Kim Kardashian supports the Menndez brothers in a personal essay shared exclusively with NBC News on Thursday, in which she writes that I have spent time with Lyle and Erik; They are not monsters.

Kardashian, the reality TV star and businesswoman who has used her celebrity platform to advocate for inmates on criminal justice issues, believes Lyle and Erik Menndez were treated unfairly by prosecutors and in the media. The brothers, who were convicted of murdering their parents, Jos and Kitty, in their Beverly Hills, California, home, were convicted before the trial began, he writes.

On Thursday, the Los Angeles County district attorney said that Your office will review possible evidence to determine whether the brothers should be resentenced and possibly released, officials said.

Erik Menndez was 18 and Lyle Menndez was 21 when their parents were shot to death in 1989.

My hope is that Erik and Lyle Menndez’s life sentences will be reconsidered, Kardashian says.

We owe it to those little children who lost their childhood, who never had the opportunity to be heard, helped or saved, he adds.

The brothers’ case has generated renewed interest with the Netflix biographical series Monsters: The Lyle and Erik Menendez Story, and their lives are the subject of an upcoming documentary on Netflix, The Menendez Brothers.

Last month, Kardashian met the brothers when she spoke about prison reform with inmates at a California prison near San Diego.
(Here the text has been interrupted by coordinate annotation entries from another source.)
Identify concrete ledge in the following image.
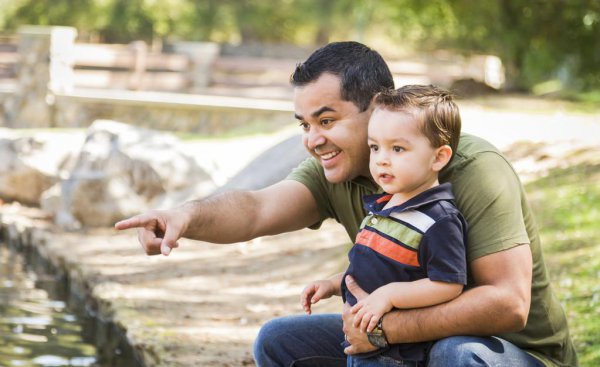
[0,205,350,367]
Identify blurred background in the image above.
[0,0,600,97]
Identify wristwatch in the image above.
[367,316,389,348]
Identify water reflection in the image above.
[0,244,98,367]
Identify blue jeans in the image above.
[254,314,543,367]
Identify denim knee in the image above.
[427,336,543,367]
[253,319,282,366]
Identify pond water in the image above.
[0,243,100,367]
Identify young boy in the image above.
[301,85,467,366]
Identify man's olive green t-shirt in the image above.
[288,134,577,366]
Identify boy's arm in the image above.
[352,278,463,332]
[371,278,463,308]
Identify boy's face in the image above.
[368,108,439,199]
[294,73,371,183]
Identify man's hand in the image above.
[115,210,188,256]
[342,275,377,355]
[300,279,339,315]
[351,286,394,333]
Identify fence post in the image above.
[4,26,77,128]
[173,42,221,93]
[128,41,148,90]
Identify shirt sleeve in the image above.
[452,152,530,261]
[419,215,467,285]
[286,157,333,229]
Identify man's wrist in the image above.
[367,316,389,348]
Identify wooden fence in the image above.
[0,37,297,93]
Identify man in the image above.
[115,42,577,367]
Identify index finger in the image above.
[115,214,152,231]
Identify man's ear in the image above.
[431,145,452,172]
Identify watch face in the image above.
[367,330,388,348]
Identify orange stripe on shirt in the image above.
[356,229,419,266]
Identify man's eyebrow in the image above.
[294,106,336,120]
[312,106,335,117]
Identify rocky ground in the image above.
[0,96,600,367]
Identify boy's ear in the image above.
[431,145,452,172]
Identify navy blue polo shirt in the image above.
[342,183,467,361]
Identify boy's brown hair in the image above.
[374,85,461,155]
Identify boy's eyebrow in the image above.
[294,106,336,120]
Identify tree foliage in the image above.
[0,0,600,89]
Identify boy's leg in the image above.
[254,314,346,367]
[427,336,544,367]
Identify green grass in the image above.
[526,163,600,367]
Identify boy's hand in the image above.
[300,279,336,315]
[351,286,393,333]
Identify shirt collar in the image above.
[363,182,454,217]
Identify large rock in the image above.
[0,134,80,206]
[217,135,310,192]
[42,120,215,229]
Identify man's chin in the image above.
[325,170,351,183]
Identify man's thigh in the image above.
[427,336,544,367]
[254,314,346,367]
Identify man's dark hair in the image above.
[290,41,394,112]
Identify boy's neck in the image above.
[383,177,440,209]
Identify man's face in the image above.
[294,73,371,183]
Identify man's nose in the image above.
[306,129,327,150]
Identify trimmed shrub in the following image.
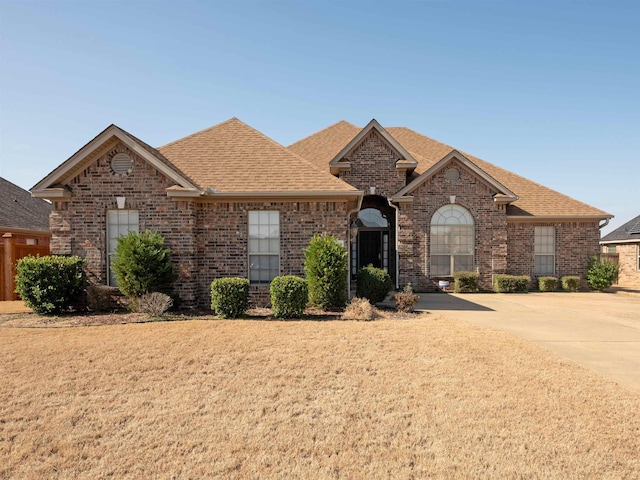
[587,257,618,290]
[211,278,249,318]
[16,255,86,315]
[493,275,531,293]
[111,230,176,298]
[538,277,558,292]
[453,272,480,293]
[136,292,173,317]
[342,297,378,322]
[304,233,348,310]
[560,275,580,292]
[356,265,393,305]
[269,275,309,318]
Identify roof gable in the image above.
[0,177,51,232]
[600,215,640,243]
[158,118,358,196]
[393,150,518,203]
[31,124,197,198]
[329,118,418,174]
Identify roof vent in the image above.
[111,153,133,175]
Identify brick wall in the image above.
[398,160,507,291]
[506,221,600,288]
[50,143,196,304]
[195,202,348,306]
[340,130,407,198]
[616,243,640,289]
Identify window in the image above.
[107,210,140,287]
[533,227,556,276]
[430,204,475,277]
[249,211,280,284]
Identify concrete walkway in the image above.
[408,292,640,393]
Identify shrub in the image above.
[136,292,173,317]
[493,275,531,293]
[560,275,580,292]
[538,277,558,292]
[16,255,86,315]
[453,272,480,293]
[392,283,420,313]
[342,297,378,322]
[111,230,175,298]
[269,275,309,318]
[304,233,348,310]
[587,257,618,290]
[356,265,393,305]
[87,285,120,312]
[211,278,249,318]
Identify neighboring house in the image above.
[600,215,640,288]
[0,177,51,300]
[32,118,611,305]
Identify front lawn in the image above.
[0,313,640,479]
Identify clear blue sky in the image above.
[0,0,640,233]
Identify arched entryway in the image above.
[351,195,396,283]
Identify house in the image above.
[600,215,640,289]
[0,177,51,301]
[32,118,611,305]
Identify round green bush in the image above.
[211,278,249,318]
[16,255,86,315]
[269,275,309,318]
[356,265,393,305]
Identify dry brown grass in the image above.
[0,314,640,479]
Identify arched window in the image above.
[430,204,475,277]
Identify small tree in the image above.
[304,233,348,309]
[16,255,86,315]
[587,256,618,290]
[111,230,176,298]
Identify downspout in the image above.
[347,195,364,298]
[387,198,400,290]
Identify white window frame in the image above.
[429,203,476,277]
[247,210,280,285]
[106,209,140,287]
[533,225,556,277]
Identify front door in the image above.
[358,231,382,269]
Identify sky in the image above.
[0,0,640,234]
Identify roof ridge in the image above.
[154,117,241,150]
[285,120,362,149]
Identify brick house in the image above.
[0,177,51,301]
[600,215,640,289]
[32,118,611,305]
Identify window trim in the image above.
[247,210,282,285]
[533,225,557,277]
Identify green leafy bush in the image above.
[587,257,618,290]
[356,265,393,305]
[269,275,309,318]
[538,277,558,292]
[211,278,249,318]
[304,233,348,310]
[16,255,86,315]
[111,230,176,298]
[453,272,480,293]
[493,275,531,293]
[560,275,580,292]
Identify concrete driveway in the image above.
[417,292,640,392]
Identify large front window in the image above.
[430,204,475,277]
[533,227,556,276]
[249,211,280,284]
[107,210,140,287]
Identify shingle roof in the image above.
[0,177,51,232]
[289,121,612,218]
[157,118,357,193]
[600,215,640,243]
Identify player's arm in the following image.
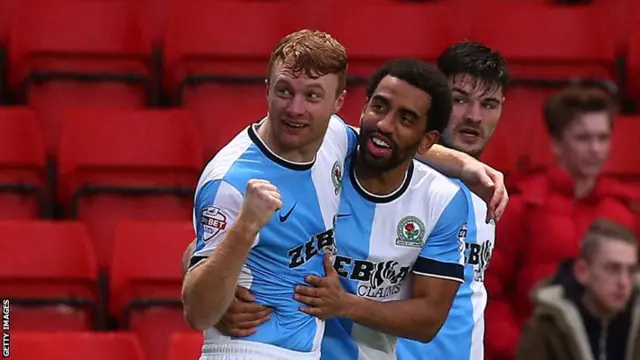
[344,190,469,342]
[182,238,198,275]
[350,126,509,222]
[182,180,282,330]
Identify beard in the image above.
[358,127,420,172]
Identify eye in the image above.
[402,115,413,125]
[276,88,291,96]
[371,104,384,113]
[307,91,322,101]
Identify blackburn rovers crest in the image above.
[331,161,342,196]
[396,216,427,247]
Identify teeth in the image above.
[372,138,390,148]
[285,122,304,129]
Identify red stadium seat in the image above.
[0,221,99,334]
[164,0,306,158]
[472,1,617,163]
[166,333,202,360]
[626,4,640,109]
[0,107,49,219]
[109,221,194,360]
[9,332,146,360]
[58,109,203,269]
[318,0,463,125]
[604,115,640,186]
[481,124,519,175]
[9,0,152,155]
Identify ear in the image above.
[333,90,347,114]
[418,130,440,155]
[573,259,589,286]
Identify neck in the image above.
[560,164,596,199]
[257,117,322,163]
[580,291,616,322]
[354,151,410,196]
[574,177,596,199]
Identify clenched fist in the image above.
[239,179,282,229]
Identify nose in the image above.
[287,95,304,118]
[464,101,482,122]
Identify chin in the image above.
[363,154,395,172]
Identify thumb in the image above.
[324,253,337,276]
[480,173,496,189]
[236,286,256,302]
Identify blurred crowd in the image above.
[485,85,640,360]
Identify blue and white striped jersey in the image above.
[398,180,495,360]
[191,116,356,359]
[322,161,469,360]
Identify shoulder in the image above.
[411,160,462,202]
[322,114,357,156]
[600,177,640,208]
[196,129,253,192]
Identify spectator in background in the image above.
[486,86,638,360]
[517,219,640,360]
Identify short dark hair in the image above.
[544,85,617,139]
[367,59,452,132]
[438,41,511,92]
[580,218,638,261]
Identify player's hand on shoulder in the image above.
[215,286,272,337]
[462,161,509,223]
[238,179,282,229]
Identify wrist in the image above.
[233,215,261,239]
[339,293,362,320]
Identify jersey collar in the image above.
[349,151,414,204]
[247,118,316,171]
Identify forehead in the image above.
[373,75,431,112]
[271,61,338,90]
[567,112,611,133]
[596,238,638,265]
[449,74,504,100]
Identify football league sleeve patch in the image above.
[189,180,243,269]
[413,190,470,282]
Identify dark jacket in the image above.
[516,262,640,360]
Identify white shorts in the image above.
[200,340,320,360]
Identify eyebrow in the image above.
[371,95,420,119]
[451,87,500,104]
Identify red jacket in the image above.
[485,168,640,360]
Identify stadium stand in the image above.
[0,220,100,331]
[0,0,640,360]
[164,0,305,158]
[58,108,203,269]
[8,0,155,156]
[0,107,47,219]
[109,221,193,360]
[11,332,146,360]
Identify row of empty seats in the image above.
[0,0,640,157]
[0,221,193,360]
[0,105,640,210]
[8,331,202,360]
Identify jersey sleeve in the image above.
[331,114,358,157]
[413,189,470,282]
[189,180,248,269]
[345,124,358,155]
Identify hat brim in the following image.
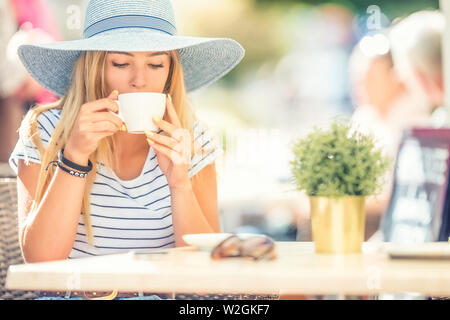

Actor Cooper Koch, who plays Erik Menndez in the Netflix series, accompanies her.

Erik Menndez, now 53, had previously criticized the dramatized depiction of his and his brother’s life in the Netflix series as “blatant lies” and accused the show’s creator, Ryan Murphy, of deliberately presenting a caricature of Lyle Menndez. , who is now 56 years old.

At their first trial in 1993, which was televised, the brothers said their father, a record company executive, sexually abused them for years and that they acted in self-defense out of fear and prolonged trauma. Prosecutors, however, said they murdered their parents to inherit money and went on a spending spree.

The first trial ended with hung juries. When the brothers were tried together again beginning in 1995, most of their abuse allegations were deemed inadmissible in court. They were found guilty and sentenced to life in prison without parole.

The socialite seeks to allow the father to attend his daughter’s funeral.

Kardashian acknowledged in her essay that the brothers’ crimes are not excusable and neither was their behavior after the murders.

But, he argues, there were also limited resources for victims of sexual abuse, particularly children, at the time.

I don’t think spending his entire natural life in prison was the appropriate punishment for this complex case. If this crime had been committed and tried today, I believe the outcome would have been dramatically different, he writes.

The brothers’ lawyers are trying to challenge their imprisonment based on evidence that was not disclosed at trial.

Kardashian has been a strong advocate for judicial reform. In April, he joined Vice President Kamala Harris for a White House roundtable with four people whom President Joe Biden had pardoned earlier in the week for nonviolent drug offenses.

Kardashian also visited the White House during former President Donald Trump’s administration on several occasions, including in 2018, when she pushed for the release of Alice Marie Johnson, who was serving a life sentence for a nonviolent drug offense. Trump commuted Johnson’s sentence a few days after the meeting.

In 2019, Kardashian said she was studying to obtain her law degree.